Ontario Railway Stations
Burlington's first station was built by the Great Western Railway in 1855. In 1882 the GWR merged with the Grand Trunk Railway (later CN). Later details on the station are unclear. According to one reference the original GWR station burned the following year and was replaced with a large two-storey station with living quarters for the agent. That station lasted until 1904 when it too met with a fiery demise. In 1906 it was replaced with a new station, best known as the Freeman Station.
Officially the station was known as Burlington Junction and Burlington West. It remained in use by CN and then by VIA Rail until 1988. A period of private ownership followed. In 2005, under the threat of demolition, the building was acquired by the City of Burlington. Much to the pride and joy of the community, the station was relocated and restored. It has recently been reopened as a museum and heritage centre.

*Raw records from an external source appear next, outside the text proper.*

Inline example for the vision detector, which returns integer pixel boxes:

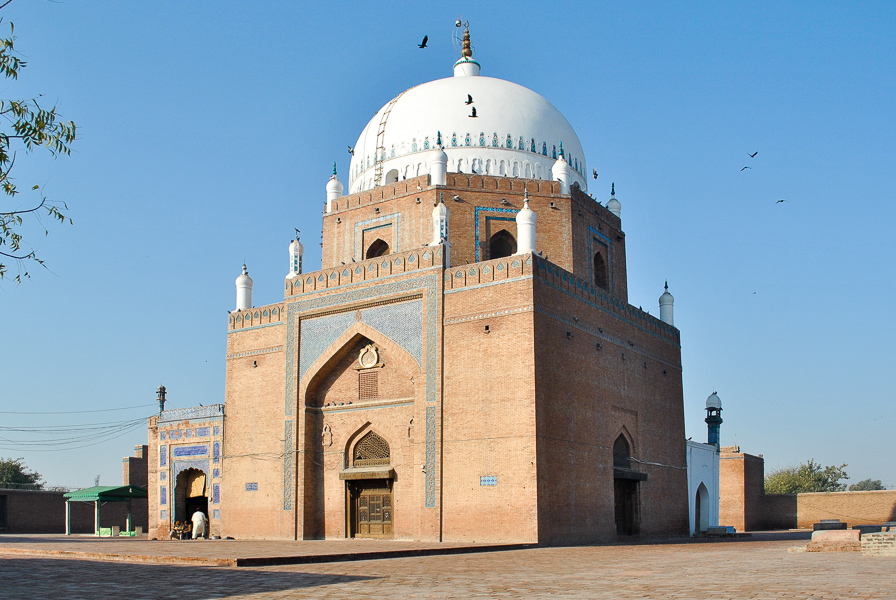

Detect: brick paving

[0,535,896,600]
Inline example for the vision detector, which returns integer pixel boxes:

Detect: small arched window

[352,431,390,467]
[488,229,516,259]
[594,252,607,290]
[613,433,632,469]
[365,240,389,258]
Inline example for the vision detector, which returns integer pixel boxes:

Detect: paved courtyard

[0,534,896,600]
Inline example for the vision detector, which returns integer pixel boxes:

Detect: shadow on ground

[0,558,377,600]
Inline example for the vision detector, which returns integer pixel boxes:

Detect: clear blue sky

[0,0,896,487]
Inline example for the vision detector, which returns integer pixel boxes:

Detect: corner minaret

[660,281,675,325]
[286,229,305,279]
[327,163,343,212]
[705,392,722,448]
[607,182,622,219]
[454,20,481,77]
[516,189,538,254]
[236,263,252,310]
[551,142,569,194]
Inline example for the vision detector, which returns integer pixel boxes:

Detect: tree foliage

[765,458,849,494]
[0,14,76,283]
[849,479,887,492]
[0,458,43,489]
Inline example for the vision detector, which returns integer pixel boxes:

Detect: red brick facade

[150,174,688,543]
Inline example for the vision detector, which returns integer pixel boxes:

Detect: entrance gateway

[342,431,395,538]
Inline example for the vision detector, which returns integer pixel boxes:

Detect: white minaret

[607,182,622,219]
[516,190,538,254]
[429,131,448,185]
[286,236,305,279]
[327,163,343,212]
[551,142,569,194]
[236,263,252,310]
[660,281,675,325]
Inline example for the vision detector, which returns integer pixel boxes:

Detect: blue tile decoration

[283,270,442,510]
[171,444,208,458]
[283,421,295,510]
[159,404,224,422]
[473,207,522,262]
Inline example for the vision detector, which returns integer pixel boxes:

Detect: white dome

[348,70,588,194]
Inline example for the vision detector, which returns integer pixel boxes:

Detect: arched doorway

[347,431,395,538]
[613,434,642,535]
[694,482,709,533]
[174,468,208,521]
[488,229,516,260]
[364,240,389,258]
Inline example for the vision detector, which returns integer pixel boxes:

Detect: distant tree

[849,479,887,492]
[765,458,849,494]
[0,6,75,283]
[0,458,43,489]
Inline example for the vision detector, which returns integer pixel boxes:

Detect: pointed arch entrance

[346,431,395,538]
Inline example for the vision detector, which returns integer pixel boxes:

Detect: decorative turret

[705,392,722,448]
[516,189,538,254]
[429,131,448,185]
[286,229,305,279]
[660,281,675,325]
[454,20,480,77]
[551,142,570,194]
[607,182,622,218]
[327,163,343,212]
[236,263,252,310]
[156,385,165,414]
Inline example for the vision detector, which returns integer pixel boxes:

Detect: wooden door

[352,480,393,537]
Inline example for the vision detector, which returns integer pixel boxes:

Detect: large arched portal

[347,431,395,538]
[174,468,208,521]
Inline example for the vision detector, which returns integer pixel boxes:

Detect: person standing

[192,510,206,540]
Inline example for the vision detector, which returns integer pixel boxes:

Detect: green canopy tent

[63,485,148,535]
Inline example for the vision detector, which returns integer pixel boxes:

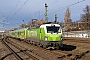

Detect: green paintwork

[10,28,62,42]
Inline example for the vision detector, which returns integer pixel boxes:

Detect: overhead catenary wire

[6,0,20,19]
[48,0,85,15]
[11,0,28,18]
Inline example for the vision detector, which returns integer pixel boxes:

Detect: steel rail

[2,39,23,60]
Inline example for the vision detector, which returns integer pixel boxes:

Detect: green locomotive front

[10,24,63,48]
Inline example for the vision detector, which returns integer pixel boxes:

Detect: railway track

[0,35,90,60]
[1,39,43,60]
[1,39,23,60]
[7,36,90,60]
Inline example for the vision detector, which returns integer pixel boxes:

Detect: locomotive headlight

[44,36,48,41]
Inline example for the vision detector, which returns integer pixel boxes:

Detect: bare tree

[80,5,90,30]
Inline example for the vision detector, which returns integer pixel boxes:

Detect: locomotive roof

[11,28,28,32]
[40,24,60,27]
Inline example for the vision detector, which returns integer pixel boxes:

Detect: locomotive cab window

[46,26,61,33]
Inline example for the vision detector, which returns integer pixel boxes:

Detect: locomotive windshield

[46,26,61,33]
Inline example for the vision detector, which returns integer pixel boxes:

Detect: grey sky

[0,0,90,29]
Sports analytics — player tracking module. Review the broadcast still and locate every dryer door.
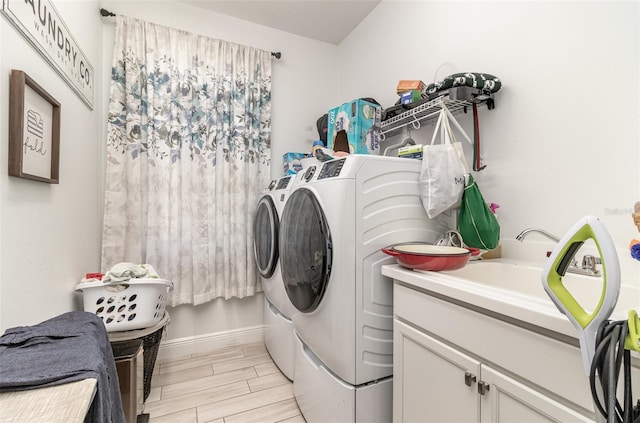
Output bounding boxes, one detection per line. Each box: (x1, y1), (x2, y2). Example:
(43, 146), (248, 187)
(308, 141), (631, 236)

Aldershot was two stations over from Burlington on the GWR. No details are available on the first station. The second station was built by the GTR in the early 1900s. It was originally named Waterdown after the street where it was situated. It was renamed Aldershot around 1918 to avoid confusion with the CPR's station in the community of Waterdown which opened in 1912. The station was replaced with a modern building and is currently home to both VIA Rail and GO. Aldershot was absorbed into the City of Burlington in 1962.